Basic Conformal Inference

conformal
Published

08 12 2024

Modified

08 12 2024

Unfortunately, I am totally ignorant about conformal inference. However, in today’s seminar, I attended a very interesting talk on the topic, and I think it’s time I try implementing the most basic version of it. It seems like a useful concept, and I might even explain it next semester in my simulation class. What I’ll describe below is the simplest version of conformal inference. There appear to be many extensions and variations of it, most of which I don’t yet understand. For now, I just want to spend a few minutes implementing it myself to ensure I grasp the basic idea.

Consider the (simulated) 1D dataset \(\mathcal{D} = \{x_i, y_i\}_{i=1}^N\) below; our goal is to build prediction confidence intervals \([L(x), U(x)]\) for the target variable \(y\) given a new input \(x\). Crucially, we would like these predictions to be well-calibrated in the sense that \(y \in [L(x), U(x)]\) with probability \(90\%\), say.

1D regression dataset

I am lazy so I will be using a simple KNN regressor to predict the target variable \(y\) given a new input \(x\). For this purpose, split the dataset \(\mathcal{D}\) into two parts \(\mathcal{D}_{\text{train}}\) and \(\mathcal{D}_{\text{Cal}}\). The regressor is fitted on \(\mathcal{D}_{\text{train}}\). To calibrate the prediction intervals, compute the residuals \(r_i = |y_i - \hat{y}_i|\) on the calibration set \(\mathcal{D}_{\text{Cal}}\), where \(\hat{y}_i = \hat{y}(x_i)\) is the prediction of the regressor on \(x_i\). One can then compute the \(90\%\) quantile \(\gamma_{90\%}\) of the residuals: with probability \(90\%\) we have that \(y_i \in [\hat{y}_i - \gamma_{90\%}, \hat{y}_i + \gamma_{90\%}]\) on the calibration set, and this can be used to build the prediction intervals, as displayed below:

1D regression dataset: basic conformal inference

Not terribly impressive, but at least it is entirely straightforward to implement and it has the correct (marginal) coverage: for a new pair \((X,Y)\) coming from the same distribution as the training data, the probability that \(Y\) falls within the prediction interval is indeed \(90\%\), up to a bit of nitpicking. Note that it is much much less impressive than saying that

\[\mathbb{P} {\left( Y \in [\hat{y}(x) - \gamma_{90\%}, \hat{y}(x) + \gamma_{90\%}] \; | \; X=x \right)} = 90\%,\]

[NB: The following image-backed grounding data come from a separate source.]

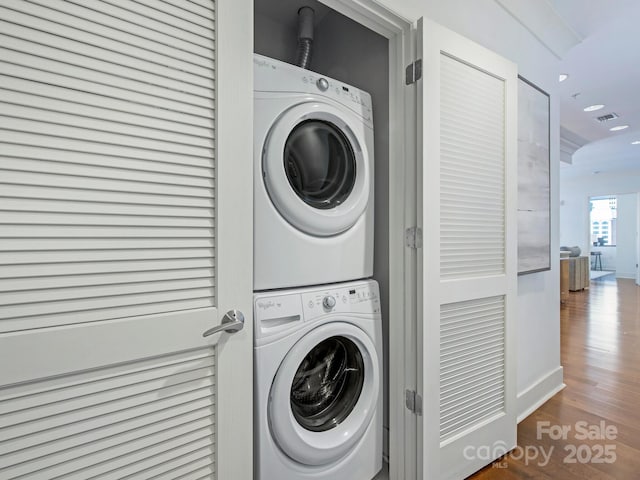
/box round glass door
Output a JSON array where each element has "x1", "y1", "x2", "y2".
[
  {"x1": 290, "y1": 336, "x2": 364, "y2": 432},
  {"x1": 268, "y1": 322, "x2": 379, "y2": 466},
  {"x1": 284, "y1": 120, "x2": 356, "y2": 211},
  {"x1": 261, "y1": 103, "x2": 371, "y2": 237}
]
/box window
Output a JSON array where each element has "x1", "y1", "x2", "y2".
[{"x1": 590, "y1": 196, "x2": 617, "y2": 246}]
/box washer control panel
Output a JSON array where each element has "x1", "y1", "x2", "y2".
[
  {"x1": 301, "y1": 281, "x2": 380, "y2": 320},
  {"x1": 254, "y1": 280, "x2": 380, "y2": 343}
]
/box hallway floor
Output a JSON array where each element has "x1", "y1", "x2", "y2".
[{"x1": 469, "y1": 276, "x2": 640, "y2": 478}]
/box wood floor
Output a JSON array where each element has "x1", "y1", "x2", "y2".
[{"x1": 469, "y1": 276, "x2": 640, "y2": 479}]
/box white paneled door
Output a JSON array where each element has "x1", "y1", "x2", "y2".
[
  {"x1": 0, "y1": 1, "x2": 253, "y2": 479},
  {"x1": 416, "y1": 18, "x2": 518, "y2": 480}
]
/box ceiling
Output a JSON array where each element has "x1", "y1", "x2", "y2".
[{"x1": 552, "y1": 0, "x2": 640, "y2": 178}]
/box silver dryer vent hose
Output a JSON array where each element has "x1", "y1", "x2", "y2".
[{"x1": 295, "y1": 7, "x2": 315, "y2": 70}]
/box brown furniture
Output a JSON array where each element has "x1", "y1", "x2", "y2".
[
  {"x1": 568, "y1": 256, "x2": 589, "y2": 291},
  {"x1": 560, "y1": 256, "x2": 589, "y2": 303},
  {"x1": 560, "y1": 258, "x2": 569, "y2": 303}
]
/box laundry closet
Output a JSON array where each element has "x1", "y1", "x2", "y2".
[{"x1": 253, "y1": 0, "x2": 393, "y2": 477}]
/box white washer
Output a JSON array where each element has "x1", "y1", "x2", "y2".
[
  {"x1": 254, "y1": 279, "x2": 382, "y2": 480},
  {"x1": 254, "y1": 54, "x2": 375, "y2": 290}
]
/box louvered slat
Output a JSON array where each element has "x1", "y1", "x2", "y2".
[
  {"x1": 440, "y1": 53, "x2": 506, "y2": 279},
  {"x1": 118, "y1": 449, "x2": 213, "y2": 480},
  {"x1": 0, "y1": 61, "x2": 211, "y2": 119},
  {"x1": 133, "y1": 0, "x2": 214, "y2": 30},
  {"x1": 0, "y1": 20, "x2": 213, "y2": 94},
  {"x1": 0, "y1": 118, "x2": 212, "y2": 157},
  {"x1": 64, "y1": 0, "x2": 213, "y2": 51},
  {"x1": 1, "y1": 76, "x2": 213, "y2": 131},
  {"x1": 0, "y1": 1, "x2": 216, "y2": 333},
  {"x1": 1, "y1": 103, "x2": 213, "y2": 150},
  {"x1": 0, "y1": 1, "x2": 213, "y2": 78},
  {"x1": 162, "y1": 0, "x2": 215, "y2": 18},
  {"x1": 440, "y1": 296, "x2": 505, "y2": 440},
  {"x1": 1, "y1": 157, "x2": 213, "y2": 186},
  {"x1": 0, "y1": 348, "x2": 216, "y2": 479},
  {"x1": 99, "y1": 0, "x2": 213, "y2": 40},
  {"x1": 0, "y1": 184, "x2": 213, "y2": 208},
  {"x1": 188, "y1": 0, "x2": 216, "y2": 11},
  {"x1": 3, "y1": 0, "x2": 213, "y2": 67}
]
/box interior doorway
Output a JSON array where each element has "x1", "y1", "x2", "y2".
[
  {"x1": 588, "y1": 194, "x2": 638, "y2": 280},
  {"x1": 253, "y1": 1, "x2": 414, "y2": 478}
]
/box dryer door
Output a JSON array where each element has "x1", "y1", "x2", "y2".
[
  {"x1": 262, "y1": 102, "x2": 372, "y2": 236},
  {"x1": 268, "y1": 322, "x2": 379, "y2": 465}
]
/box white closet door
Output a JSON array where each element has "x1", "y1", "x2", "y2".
[
  {"x1": 0, "y1": 1, "x2": 253, "y2": 479},
  {"x1": 416, "y1": 17, "x2": 518, "y2": 480}
]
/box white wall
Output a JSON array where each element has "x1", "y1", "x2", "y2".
[
  {"x1": 374, "y1": 0, "x2": 565, "y2": 419},
  {"x1": 637, "y1": 195, "x2": 640, "y2": 285},
  {"x1": 616, "y1": 194, "x2": 637, "y2": 279},
  {"x1": 253, "y1": 12, "x2": 296, "y2": 64},
  {"x1": 560, "y1": 173, "x2": 640, "y2": 278}
]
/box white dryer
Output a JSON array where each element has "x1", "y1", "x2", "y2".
[
  {"x1": 254, "y1": 279, "x2": 382, "y2": 480},
  {"x1": 254, "y1": 54, "x2": 375, "y2": 290}
]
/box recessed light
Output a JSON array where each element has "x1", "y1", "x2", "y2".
[
  {"x1": 610, "y1": 125, "x2": 629, "y2": 131},
  {"x1": 632, "y1": 141, "x2": 640, "y2": 145},
  {"x1": 559, "y1": 74, "x2": 569, "y2": 82},
  {"x1": 584, "y1": 104, "x2": 605, "y2": 112}
]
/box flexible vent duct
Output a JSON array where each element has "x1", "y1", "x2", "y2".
[{"x1": 295, "y1": 7, "x2": 315, "y2": 69}]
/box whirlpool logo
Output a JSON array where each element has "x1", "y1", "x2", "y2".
[
  {"x1": 257, "y1": 300, "x2": 280, "y2": 310},
  {"x1": 254, "y1": 58, "x2": 276, "y2": 70}
]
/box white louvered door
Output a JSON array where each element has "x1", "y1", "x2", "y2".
[
  {"x1": 0, "y1": 1, "x2": 253, "y2": 479},
  {"x1": 416, "y1": 18, "x2": 518, "y2": 480}
]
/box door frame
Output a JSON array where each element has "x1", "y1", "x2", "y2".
[
  {"x1": 317, "y1": 1, "x2": 417, "y2": 478},
  {"x1": 216, "y1": 0, "x2": 254, "y2": 478}
]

which is clearly not true as can be seen from the figure above, but it is a good start. As a matter of fact, I’ve learned today from the very nice talk that without other assumptions, it is impossible to design a procedure that would guarantee the above so-called conditional coverage (Lei and Wasserman 2014). But let’s face it, the figure above is terribly unimpressive. Nevertheless, one can indeed make it slightly less useless by calibrating using a different strategy. For example, I can use the training set to estimate the Mean Absolute Deviation (MAD) of the residuals \(\sigma(x) = \mathbb{E}[ |Y - \hat{y}(x) | \; | \; X=x]\) (again with a naive KNN regressor) and use the calibration set to estimate the \(90\%\) quantile \(\gamma_{90\%}\) of the quantities \(|y_i - \hat{y}_i| / \sigma(x_i)\). This allows one to produce calibrated prediction intervals of the type \([\hat{y}_i - \gamma_{90\%} \sigma(x_i), \hat{y}_i + \gamma_{90\%} \sigma(x_i)]\), which are displayed below:

1D regression dataset: less useless conformal inference

It is slightly more useful, and it is again surprisingly straightforward to implement, literally 5 lines of code. I think I will have to read more about this in the future and I am pretty sure I will introduce the idea to the next batch of students!

Readings:

References

Gibbs, Isaac, John J Cherian, and Emmanuel J Candès. 2023. “Conformal Prediction with Conditional Guarantees.” arXiv Preprint arXiv:2305.12616.
Lei, Jing, Max G’Sell, Alessandro Rinaldo, Ryan J Tibshirani, and Larry Wasserman. 2018. “Distribution-Free Predictive Inference for Regression.” Journal of the American Statistical Association 113 (523). Taylor & Francis: 1094–1111.
Lei, Jing, and Larry Wasserman. 2014. “Distribution-Free Prediction Bands for Non-Parametric Regression.” Journal of the Royal Statistical Society Series B: Statistical Methodology 76 (1). Oxford University Press: 71–96.